40. Distributor Sample Application
The distributor sample application is a simple example of packet distribution to cores using the Data Plane Development Kit (DPDK). It also makes use of Intel Speed Select Technology - Base Frequency (Intel SST-BF) to pin the distributor to the higher frequency core if available.
40.1. Overview
The distributor application performs the distribution of packets that are received on an RX_PORT to different cores. When processed by the cores, the destination port of a packet is the port from the enabled port mask adjacent to the one on which the packet was received, that is, if the first four ports are enabled (port mask 0xf), ports 0 and 1 RX/TX into each other, and ports 2 and 3 RX/TX into each other.
This application can be used to benchmark performance using the traffic generator as shown in the figure below.
40.2. Compiling the Application
To compile the sample application see Compiling the Sample Applications.
The application is located in the distributor
sub-directory.
40.3. Running the Application
The application has a number of command line options:
./build/distributor_app [EAL options] -- -p PORTMASK
where,
- -p PORTMASK: Hexadecimal bitmask of ports to configure
To run the application in linux environment with 10 lcores, 4 ports, issue the command:
$ ./build/distributor_app -l 1-9,22 -n 4 -- -p f
Refer to the DPDK Getting Started Guide for general information on running applications and the Environment Abstraction Layer (EAL) options.
40.4. Explanation
The distributor application consists of four types of threads: a receive
thread (lcore_rx()
), a distributor thread (lcore_dist()
), a set of
worker threads (lcore_worker()
), and a transmit thread(lcore_tx()
).
How these threads work together is shown in Fig. 40.2 below.
The main()
function launches threads of these four types.
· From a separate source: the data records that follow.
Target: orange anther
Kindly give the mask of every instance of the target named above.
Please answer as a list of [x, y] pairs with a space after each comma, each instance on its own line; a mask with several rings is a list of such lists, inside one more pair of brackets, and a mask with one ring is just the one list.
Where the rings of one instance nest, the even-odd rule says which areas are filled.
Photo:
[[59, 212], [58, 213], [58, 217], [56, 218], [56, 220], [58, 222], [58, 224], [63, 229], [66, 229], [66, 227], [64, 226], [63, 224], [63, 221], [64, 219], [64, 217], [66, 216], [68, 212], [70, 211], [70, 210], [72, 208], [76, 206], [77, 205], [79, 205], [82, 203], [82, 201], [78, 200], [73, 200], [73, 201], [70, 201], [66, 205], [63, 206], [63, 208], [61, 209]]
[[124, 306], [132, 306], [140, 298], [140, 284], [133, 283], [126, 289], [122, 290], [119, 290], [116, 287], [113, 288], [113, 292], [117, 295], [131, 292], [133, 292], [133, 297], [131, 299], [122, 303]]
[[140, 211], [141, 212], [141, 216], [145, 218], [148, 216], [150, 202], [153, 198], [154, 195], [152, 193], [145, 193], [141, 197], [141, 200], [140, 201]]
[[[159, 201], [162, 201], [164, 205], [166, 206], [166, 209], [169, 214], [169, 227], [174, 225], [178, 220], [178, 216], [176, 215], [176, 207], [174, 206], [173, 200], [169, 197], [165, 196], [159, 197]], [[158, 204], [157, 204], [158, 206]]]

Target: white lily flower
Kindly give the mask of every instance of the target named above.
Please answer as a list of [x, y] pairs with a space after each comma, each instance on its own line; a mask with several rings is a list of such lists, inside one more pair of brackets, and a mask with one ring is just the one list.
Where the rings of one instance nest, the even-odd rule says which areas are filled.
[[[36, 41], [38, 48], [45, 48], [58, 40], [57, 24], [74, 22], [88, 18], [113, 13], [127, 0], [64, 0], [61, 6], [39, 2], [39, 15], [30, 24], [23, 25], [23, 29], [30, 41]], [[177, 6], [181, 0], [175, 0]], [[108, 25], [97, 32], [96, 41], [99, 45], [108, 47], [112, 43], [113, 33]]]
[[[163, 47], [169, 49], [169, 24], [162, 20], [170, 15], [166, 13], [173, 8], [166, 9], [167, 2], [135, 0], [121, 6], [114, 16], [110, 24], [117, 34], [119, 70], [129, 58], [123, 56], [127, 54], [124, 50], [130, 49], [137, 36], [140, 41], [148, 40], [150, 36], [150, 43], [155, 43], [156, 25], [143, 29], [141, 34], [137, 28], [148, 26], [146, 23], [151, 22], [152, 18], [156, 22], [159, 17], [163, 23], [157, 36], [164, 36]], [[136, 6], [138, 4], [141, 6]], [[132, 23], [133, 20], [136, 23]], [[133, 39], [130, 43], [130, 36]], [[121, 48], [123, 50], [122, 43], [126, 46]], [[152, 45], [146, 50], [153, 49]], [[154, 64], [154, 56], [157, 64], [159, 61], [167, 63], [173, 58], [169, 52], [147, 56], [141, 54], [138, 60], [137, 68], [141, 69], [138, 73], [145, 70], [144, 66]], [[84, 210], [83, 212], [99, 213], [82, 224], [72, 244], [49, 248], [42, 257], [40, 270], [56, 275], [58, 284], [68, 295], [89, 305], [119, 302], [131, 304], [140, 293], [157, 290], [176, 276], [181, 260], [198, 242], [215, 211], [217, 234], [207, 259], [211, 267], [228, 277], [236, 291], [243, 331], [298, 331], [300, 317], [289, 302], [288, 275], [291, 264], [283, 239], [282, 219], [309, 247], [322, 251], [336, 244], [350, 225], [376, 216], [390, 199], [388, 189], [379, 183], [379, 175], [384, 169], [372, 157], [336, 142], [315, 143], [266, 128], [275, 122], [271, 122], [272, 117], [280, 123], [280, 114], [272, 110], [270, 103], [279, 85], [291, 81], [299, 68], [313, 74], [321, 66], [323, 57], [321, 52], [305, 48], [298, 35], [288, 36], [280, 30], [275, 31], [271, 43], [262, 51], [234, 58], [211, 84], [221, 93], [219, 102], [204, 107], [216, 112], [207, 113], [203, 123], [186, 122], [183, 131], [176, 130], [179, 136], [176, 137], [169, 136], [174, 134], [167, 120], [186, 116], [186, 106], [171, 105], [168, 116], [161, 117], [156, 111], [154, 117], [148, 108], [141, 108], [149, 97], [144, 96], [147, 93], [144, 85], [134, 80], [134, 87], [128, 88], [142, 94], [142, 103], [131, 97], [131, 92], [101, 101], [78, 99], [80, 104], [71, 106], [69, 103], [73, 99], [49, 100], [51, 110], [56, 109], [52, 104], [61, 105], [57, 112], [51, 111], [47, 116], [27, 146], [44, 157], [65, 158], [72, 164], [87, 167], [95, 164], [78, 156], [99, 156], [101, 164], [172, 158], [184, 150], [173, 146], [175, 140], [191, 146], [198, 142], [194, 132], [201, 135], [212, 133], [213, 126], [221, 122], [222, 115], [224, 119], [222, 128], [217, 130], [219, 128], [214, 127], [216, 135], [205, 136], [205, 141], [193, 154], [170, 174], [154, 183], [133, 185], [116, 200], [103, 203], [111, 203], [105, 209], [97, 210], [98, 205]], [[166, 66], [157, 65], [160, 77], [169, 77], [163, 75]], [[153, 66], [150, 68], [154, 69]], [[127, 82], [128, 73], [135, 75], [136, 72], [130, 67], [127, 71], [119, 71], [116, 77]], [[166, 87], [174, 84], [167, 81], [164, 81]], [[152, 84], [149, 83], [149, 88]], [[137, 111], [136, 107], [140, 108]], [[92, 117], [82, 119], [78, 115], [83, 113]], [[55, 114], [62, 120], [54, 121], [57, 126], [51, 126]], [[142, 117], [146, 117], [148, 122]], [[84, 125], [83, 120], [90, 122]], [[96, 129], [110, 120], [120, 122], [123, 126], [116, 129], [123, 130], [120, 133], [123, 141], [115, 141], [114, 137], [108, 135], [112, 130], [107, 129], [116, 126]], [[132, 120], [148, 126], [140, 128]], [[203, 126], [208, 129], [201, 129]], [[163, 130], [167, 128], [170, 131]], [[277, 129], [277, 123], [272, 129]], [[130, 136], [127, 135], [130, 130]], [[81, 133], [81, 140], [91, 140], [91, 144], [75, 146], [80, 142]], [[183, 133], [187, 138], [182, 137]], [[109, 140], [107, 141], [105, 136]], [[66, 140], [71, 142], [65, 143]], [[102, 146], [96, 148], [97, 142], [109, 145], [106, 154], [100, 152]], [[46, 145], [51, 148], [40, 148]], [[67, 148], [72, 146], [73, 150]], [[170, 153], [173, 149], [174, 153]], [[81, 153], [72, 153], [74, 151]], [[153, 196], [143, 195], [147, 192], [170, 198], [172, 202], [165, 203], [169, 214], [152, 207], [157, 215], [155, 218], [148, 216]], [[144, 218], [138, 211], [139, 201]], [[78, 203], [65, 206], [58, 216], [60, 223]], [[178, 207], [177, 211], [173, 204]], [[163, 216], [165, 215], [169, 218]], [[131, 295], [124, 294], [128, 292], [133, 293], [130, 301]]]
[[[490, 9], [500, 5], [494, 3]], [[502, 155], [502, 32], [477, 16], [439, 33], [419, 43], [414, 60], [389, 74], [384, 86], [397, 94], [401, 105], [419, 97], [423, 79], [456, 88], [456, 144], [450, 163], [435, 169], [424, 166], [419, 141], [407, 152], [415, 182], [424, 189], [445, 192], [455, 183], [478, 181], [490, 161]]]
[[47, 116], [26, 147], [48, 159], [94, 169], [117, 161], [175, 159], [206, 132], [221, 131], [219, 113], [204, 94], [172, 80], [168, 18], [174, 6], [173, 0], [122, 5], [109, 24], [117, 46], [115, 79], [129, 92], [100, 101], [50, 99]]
Each thread
has a while loop which will be doing processing and which is terminated
only upon SIGINT or ctrl+C.
The receive thread receives the packets using rte_eth_rx_burst()
and will
enqueue them to an rte_ring. The distributor thread will dequeue the packets
from the ring and assign them to workers (using rte_distributor_process()
API).
This assignment is based on the tag (or flow ID) of the packet - indicated by
the hash field in the mbuf. For IP traffic, this field is automatically filled
by the NIC with the “usr” hash value for the packet, which works as a per-flow
tag. The distributor thread communicates with the worker threads using a
cache-line swapping mechanism, passing up to 8 mbuf pointers at a time
(one cache line) to each worker.
More than one worker thread can exist as part of the application, and these worker threads do simple packet processing by requesting packets from the distributor, doing a simple XOR operation on the input port mbuf field (to indicate the output port which will be used later for packet transmission) and then finally returning the packets back to the distributor thread.
The distributor thread will then call the distributor api
rte_distributor_returned_pkts()
to get the processed packets, and will enqueue
them to another rte_ring for transfer to the TX thread for transmission on the
output port. The transmit thread will dequeue the packets from the ring and
transmit them on the output port specified in packet mbuf.
Users who wish to terminate the running of the application have to press ctrl+C (or send SIGINT to the app). Upon this signal, a signal handler provided in the application will terminate all running threads gracefully and print final statistics to the user.
40.5. Intel SST-BF Support
In DPDK 19.05, support was added to the power management library for Intel-SST-BF, a technology that allows some cores to run at a higher frequency than others. An application note for Intel SST-BF is available, and is entitled Intel Speed Select Technology – Base Frequency - Enhancing Performance
The distributor application was also enhanced to be aware of these higher frequency SST-BF cores, and when starting the application, if high frequency SST-BF cores are present in the core mask, the application will identify these cores and pin the workloads appropriately. The distributor core is usually the bottleneck, so this is given first choice of the high frequency SST-BF cores, followed by the rx core and the tx core.
40.6. Debug Logging Support
Debug logging is provided as part of the application; the user needs to uncomment the line “#define DEBUG” defined in start of the application in main.c to enable debug logs.
40.7. Statistics
The main function will print statistics on the console every second. These statistics include the number of packets enqueued and dequeued at each stage in the application, and also key statistics per worker, including how many packets of each burst size (1-8) were sent to each worker thread.
40.8. Application Initialization
Command line parsing is done in the same way as it is done in the L2 Forwarding Sample Application. See Command Line Arguments.
Mbuf pool initialization is done in the same way as it is done in the L2 Forwarding Sample Application. See Mbuf Pool Initialization.
Driver Initialization is done in same way as it is done in the L2 Forwarding Sample Application. See Driver Initialization.
RX queue initialization is done in the same way as it is done in the L2 Forwarding Sample Application. See RX Queue Initialization.
TX queue initialization is done in the same way as it is done in the L2 Forwarding Sample Application. See TX Queue Initialization.